2010.7.23

第2回松原ブランド研究会を開催

松原ブランド研究会目的・目標

 当研究会は、松原市および南河内における地域ブランドの創設・育成・発展に資するため、現在の地域名産品が直面している課題について、産官学に加え、広く一般の市民の皆様にも参加を呼び掛けることで、そうした課題解決へと向けた施策を練り上げるとともに、ビジネスとして成立するビジネスモデルを構築することになります。また、地元の生産物を生かした地産地消の観点から新たなブランドを創造することで、この地域の街起こしの起爆剤ともなるような人が集い語らう場としてのビジネスの立場からの場のブランド価値の創造もおこなっていくことになります。こうした過程でさまざまな意見を収集し相互に交流するとともに、地域ブランド創設へ向けた実態調査や研究、報告をおこないながら、具体的には松原ブランドという地域ブランドを立ち上げることで地域の活性化に貢献することが第一義的な目標であり、 続く段階としては松原市の名前および南河内の地域を全国区にすることを最終的な到達目標としています。
7月23日に第2回松原ブランド研究会が開催されました。今回の研究会は、松原市及び南河内で特産品の生産に携わっていらっしゃる方々を訪ね、南河内発の地域ブランドについて考えることを目的としていました。
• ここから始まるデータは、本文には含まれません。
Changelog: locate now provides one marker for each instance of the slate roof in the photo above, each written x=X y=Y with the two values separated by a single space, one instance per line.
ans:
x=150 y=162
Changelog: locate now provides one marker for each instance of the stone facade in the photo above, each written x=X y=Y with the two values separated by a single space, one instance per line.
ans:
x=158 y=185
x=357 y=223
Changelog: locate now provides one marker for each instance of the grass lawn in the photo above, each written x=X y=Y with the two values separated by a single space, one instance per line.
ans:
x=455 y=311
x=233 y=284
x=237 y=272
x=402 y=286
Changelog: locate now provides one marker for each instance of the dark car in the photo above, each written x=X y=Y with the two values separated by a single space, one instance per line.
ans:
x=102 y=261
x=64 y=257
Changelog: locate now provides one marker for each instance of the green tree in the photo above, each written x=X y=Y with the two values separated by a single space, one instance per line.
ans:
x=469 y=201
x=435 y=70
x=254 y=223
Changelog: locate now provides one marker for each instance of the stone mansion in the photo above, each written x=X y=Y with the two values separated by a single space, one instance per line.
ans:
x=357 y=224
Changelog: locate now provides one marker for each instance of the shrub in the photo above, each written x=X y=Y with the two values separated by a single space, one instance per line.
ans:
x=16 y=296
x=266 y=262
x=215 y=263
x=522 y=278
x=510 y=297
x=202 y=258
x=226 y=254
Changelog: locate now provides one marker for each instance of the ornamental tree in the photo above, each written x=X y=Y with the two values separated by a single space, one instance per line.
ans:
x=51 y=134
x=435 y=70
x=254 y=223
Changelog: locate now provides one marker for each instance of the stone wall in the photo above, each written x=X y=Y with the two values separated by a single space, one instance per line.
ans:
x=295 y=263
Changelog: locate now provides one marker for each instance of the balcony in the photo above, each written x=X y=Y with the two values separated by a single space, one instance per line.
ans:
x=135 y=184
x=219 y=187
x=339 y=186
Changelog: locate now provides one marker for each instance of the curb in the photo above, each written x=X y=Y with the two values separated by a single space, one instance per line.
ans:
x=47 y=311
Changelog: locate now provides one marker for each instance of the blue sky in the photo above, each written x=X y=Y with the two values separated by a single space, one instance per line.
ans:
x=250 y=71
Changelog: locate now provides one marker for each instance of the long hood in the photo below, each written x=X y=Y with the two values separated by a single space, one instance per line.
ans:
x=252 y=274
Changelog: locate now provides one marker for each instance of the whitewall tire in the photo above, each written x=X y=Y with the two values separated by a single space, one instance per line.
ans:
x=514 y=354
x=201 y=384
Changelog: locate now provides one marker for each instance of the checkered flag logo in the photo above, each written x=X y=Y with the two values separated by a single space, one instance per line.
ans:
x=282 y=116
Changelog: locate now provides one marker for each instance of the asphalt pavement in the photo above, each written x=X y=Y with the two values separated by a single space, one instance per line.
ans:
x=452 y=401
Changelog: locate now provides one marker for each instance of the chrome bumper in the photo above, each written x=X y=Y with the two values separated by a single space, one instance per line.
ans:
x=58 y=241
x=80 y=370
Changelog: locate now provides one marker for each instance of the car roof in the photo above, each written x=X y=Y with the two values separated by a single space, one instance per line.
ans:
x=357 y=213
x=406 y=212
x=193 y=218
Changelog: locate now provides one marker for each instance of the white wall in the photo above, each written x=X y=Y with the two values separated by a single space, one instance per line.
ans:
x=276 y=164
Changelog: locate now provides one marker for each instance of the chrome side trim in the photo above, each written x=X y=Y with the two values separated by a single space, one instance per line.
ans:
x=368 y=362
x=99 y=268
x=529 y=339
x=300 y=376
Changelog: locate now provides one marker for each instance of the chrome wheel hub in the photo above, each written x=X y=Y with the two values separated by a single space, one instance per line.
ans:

当日はうだるような猛暑にも関わらず、22名の会員が参加され、訪問先でのお話にメモをとりながら熱心に聞き入るとともに、積極的な質問も出されました。

和食にもマッチした「河内ワイン」

 まずはじめに訪問させていただいたのは、羽曳野市にある「株式会社 河内ワイン」です。一面に広がるブドウ畑を抜けると静かな佇まいのワイナリーがみえてきました。さっそく金銅専務の案内で河内ワイン館の見学をさせていただいたあと、河内ワインを試飲しながら、会社の歴史や「河内ワイン」の特徴などをお聞きしました。
 羽曳野市が位置する生駒・葛城山の麓はもともとぶどう作りに適した地域であり、河内一帯のぶどう生産は昭和初期には全国で1位を占めるほどでした。昭和9年の室戸台風でぶどう棚は大打撃を受けますが、これを契機に農業振興策としてワイン作りが始まりました。昭和10年に創業者である金銅徳一氏によって金徳屋洋酒醸造元が設立され、昭和53年に河内産ぶどう100%使用の『河内ワイン』が発売されました。その後社名も「株式会社 河内ワイン」へと発展し、現在も原料はすべて国産ぶどうで、輸入ぶどう果汁は一切使用しないというこだわりです。伝統を活かしつつも新しい可能性に挑戦し続け、和食にも合うワインを開発されています。

世界一の合鴨「河内鴨」へのこだわり

 次に、松原市で合鴨の生産・販売をされている「有限会社 ツムラ本店」におじゃましました。お伺いすると、いきなり津村社長の自信に満ちたお話ぶりに参加者一同、圧倒されてしまいました。明治初期から脈々と受け継がれた伝統をそのままに、アヒル合鴨の孵化・飼育から加工・卸・販売までの一貫生産が貫かれています。無農薬飼料と環境のよい畜舎で平飼いされたツムラさんの鴨肉はすべての人の舌をうならす絶品です。それは餌の種類・飼育方法・加工処理・鮮度管理までまさに究極へのこだわりによってでき上がっていることがわかりました。この究極の合鴨は他の追随を許さない「河内鴨」ブランドとして広く認知されています。見学会の参加者からはこんなにおいしい「河内鴨」をもっと量産してはどうか、という質問も出ましたが、ここまでこだわった製法だからこそ実現できる安全性と良質の肉を量産することはできないというお話でした。津村社長は「うちの河内鴨は日本一高いが、間違いなく世界一おいしい合鴨です」という自信に満ちたお話に参加者一同、納得しました。しかし、これほどの良質の肉のお値段としては決して高くはないでしょう。

さらなる松原ブランドの発展を期して

最後に「備前焼割烹 八馬」で懇親会を行いました。今回見学させていただいた「河内ワイン」さんも「ツムラ」さんもそれぞれ独自ブランドして高い地位を確立されていることがわかりました。その上で松原ブランド研究会としてはこうしたそれぞれのブランドを結びつけていくこと、また新たなブランドの確立のためにさらに地域の特産品を発掘・開発していくことが重要になっているということを確認し、今後も引き続き研究を進めていく決意を新たにして、お開きとなりました。